While we are attempting to expand operations and
increase revenues, our cash position may not be significant enough to support our daily operations. We intend to raise additional funds
by way of a public or private offering. We believe that the actions presently being taken to further implement its business plan and generate
revenues provide the opportunity for us to continue as a going concern. While we believe in the viability of our strategy to generate
revenues and in its ability to raise additional funds, there can be no assurances to that effect.

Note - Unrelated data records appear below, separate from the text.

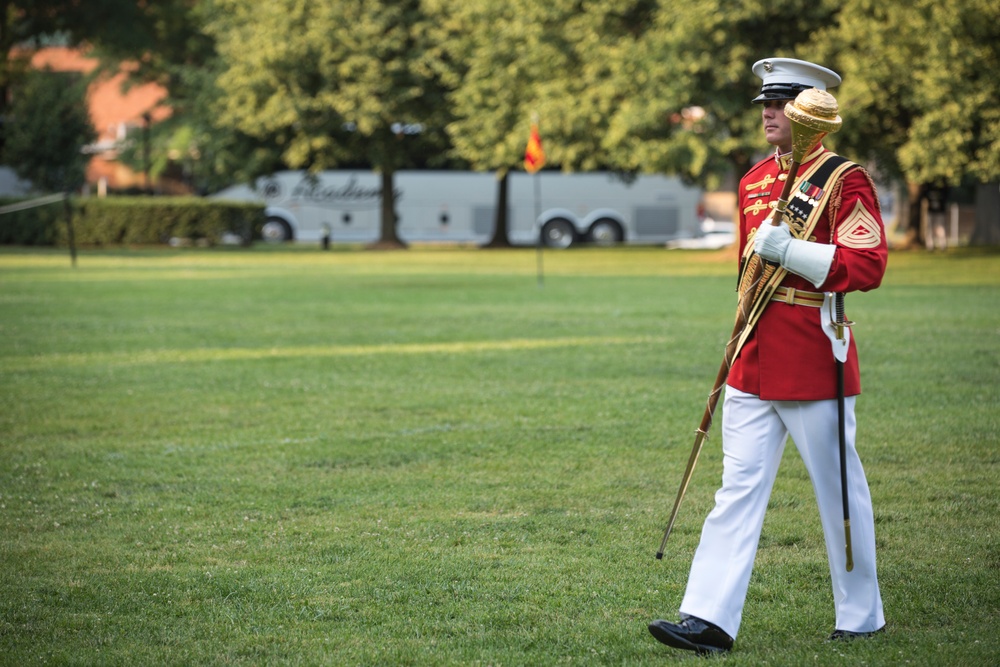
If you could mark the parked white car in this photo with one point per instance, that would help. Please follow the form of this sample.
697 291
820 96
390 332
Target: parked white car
715 234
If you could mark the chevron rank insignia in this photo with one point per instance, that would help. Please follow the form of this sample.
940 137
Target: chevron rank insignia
860 229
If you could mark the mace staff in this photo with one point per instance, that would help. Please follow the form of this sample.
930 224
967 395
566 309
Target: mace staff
813 115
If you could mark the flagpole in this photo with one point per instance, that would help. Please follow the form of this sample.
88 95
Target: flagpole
538 227
534 160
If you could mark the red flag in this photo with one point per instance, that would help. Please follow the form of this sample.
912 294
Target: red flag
534 156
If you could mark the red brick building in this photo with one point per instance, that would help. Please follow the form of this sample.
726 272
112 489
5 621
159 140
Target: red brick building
114 111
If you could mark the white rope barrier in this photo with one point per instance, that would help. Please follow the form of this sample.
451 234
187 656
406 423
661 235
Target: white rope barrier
32 203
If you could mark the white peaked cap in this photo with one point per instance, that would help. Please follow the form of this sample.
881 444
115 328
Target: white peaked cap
784 78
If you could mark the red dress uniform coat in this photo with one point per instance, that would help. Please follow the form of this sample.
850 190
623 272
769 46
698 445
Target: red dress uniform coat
788 357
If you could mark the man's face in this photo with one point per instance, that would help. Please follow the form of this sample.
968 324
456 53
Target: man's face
777 127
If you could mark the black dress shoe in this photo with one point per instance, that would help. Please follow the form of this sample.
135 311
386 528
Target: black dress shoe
848 635
692 634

Our ability to continue as a going concern
is dependent upon our ability to further implement our business plan and generate revenues.
The condensed consolidated financial statements
do not include any adjustments that might be necessary if we are unable to continue as a going concern.
Critical Accounting Policies
Refer to Note 3 in the accompanying notes to the
condensed consolidated financial statements for critical accounting policies.
Recent Accounting Pronouncements
Refer to Note 3 in the accompanying notes to the condensed consolidated
financial statements for recent accounting pronouncements.
Off-Balance Sheet Arrangements
We have made no off-balance sheet arrangements
that have or are reasonably likely to have a current or future effect on our financial condition, changes in financial condition, revenues
or expenses, results of operations, liquidity, capital expenditures or capital resources that is material to investors.
Inflation
We do not believe that inflation has had a material
effect on our results of operations.